Other studies emerged, outlining the potential way the drug prevented the viruses from replicating and a “very crude” study (according to Krause) that showed ivermectin could bind to the receptors on the coronavirus. “Honestly it was just an exercise you could set up over dinner and run it. It has no connection to reality whatsoever. I was completely amazed that it ended up being discussed,” he says.
Then a few observational studies with small sample sizes sprung up demonstrating ivermectin’s potential. “Because you got better after taking a drug you assume you got better because you took the drug. The problem is this is a post hoc ergo propter [after this, therefore because of this] argument.”
Essentially, just because something happens after something else, doesn’t mean the first thing caused the second.
There have been several, mostly small clinical trials done on the human version of ivermectin. However the consensus, according to WHO, the NIH and independent healthcare review journal the Cochrane Library, is that evidence for using ivermectin to treat Covid-19 is weak and poor quality. That means it’s not currently possible to say whether Ivermectin is or isn’t beneficial against Covid-19 in people. WHO recommends that the drug only be used in clinical trials for now.
But after a few rowdy speeches in front of congress, the drug caught on like wildfire, says Krause.
It’s still a mystery though, how scant evidence from human trials led to people taking a paste intended for animals. Now, with poison control centres in the US ringing off the hook, agencies such as the Centers for Disease Control and Prevention, FDA, the UK’s National Institutes of Health and New Zealand’s own Ministry of Health are urging people not to take the drug – neither the human nor the animal version.
The FDA especially warns against people taking drugs intended for animal use because they haven’t been tested for their safety and efficacy in people and because the animal versions could make the illness worse and lead to life-threatening health complications. Plus it means the drugs aren’t available for the animals who need them. It’s meant for livestock.
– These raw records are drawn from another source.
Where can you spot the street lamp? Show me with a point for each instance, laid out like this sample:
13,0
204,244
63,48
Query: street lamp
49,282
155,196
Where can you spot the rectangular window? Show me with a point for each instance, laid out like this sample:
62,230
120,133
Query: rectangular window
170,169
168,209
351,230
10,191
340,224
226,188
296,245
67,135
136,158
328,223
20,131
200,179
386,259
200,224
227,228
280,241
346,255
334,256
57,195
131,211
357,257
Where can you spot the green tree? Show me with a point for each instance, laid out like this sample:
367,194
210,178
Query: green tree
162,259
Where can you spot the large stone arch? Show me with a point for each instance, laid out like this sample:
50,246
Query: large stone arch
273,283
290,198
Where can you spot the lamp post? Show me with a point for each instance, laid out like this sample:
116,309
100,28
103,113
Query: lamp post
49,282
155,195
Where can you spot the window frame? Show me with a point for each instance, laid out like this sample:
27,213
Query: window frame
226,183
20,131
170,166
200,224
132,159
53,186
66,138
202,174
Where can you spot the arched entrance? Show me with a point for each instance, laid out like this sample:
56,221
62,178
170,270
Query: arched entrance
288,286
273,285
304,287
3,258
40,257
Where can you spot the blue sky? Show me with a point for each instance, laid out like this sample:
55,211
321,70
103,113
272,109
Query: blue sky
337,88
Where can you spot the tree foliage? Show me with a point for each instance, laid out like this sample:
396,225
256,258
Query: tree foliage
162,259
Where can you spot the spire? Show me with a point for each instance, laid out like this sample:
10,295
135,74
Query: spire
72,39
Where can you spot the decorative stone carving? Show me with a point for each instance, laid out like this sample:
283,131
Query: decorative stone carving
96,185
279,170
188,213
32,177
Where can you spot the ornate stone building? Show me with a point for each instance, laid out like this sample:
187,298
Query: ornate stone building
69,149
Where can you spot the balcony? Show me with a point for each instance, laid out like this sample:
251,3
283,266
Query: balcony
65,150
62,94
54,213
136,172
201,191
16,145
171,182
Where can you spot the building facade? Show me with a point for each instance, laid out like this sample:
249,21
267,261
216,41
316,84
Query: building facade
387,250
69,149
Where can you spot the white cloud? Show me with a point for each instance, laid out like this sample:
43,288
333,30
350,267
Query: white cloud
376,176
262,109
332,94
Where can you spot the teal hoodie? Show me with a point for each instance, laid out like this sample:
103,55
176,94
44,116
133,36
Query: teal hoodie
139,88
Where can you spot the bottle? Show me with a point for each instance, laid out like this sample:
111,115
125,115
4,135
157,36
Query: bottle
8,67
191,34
The FDA especially warns against people taking drugs intended for animal use because they haven’t been tested for their safety and efficacy in people and because the animal versions could make the illness worse and lead to life-threatening health complications. On top of that it means the drugs aren’t available for the animals who need them.
Virbac, the veterinary pharmaceutical company that makes ivermectin-based horse wormers in New Zealand, says it “has not experienced any unusual or unforeseen increase in demand for products containing ivermectin”. However, some online pharmacies are out of stock of the human version of the drug due to “nationwide shortages”.
Says Krause: “The same people who won’t take a vaccine that has been given to billions to people around the world – an extraordinarily safe vaccine – are willing to take a cow medicine and a cow dose, but their argument against the vaccine is that it’s not safe?”
This post was updated to include clinical trial information.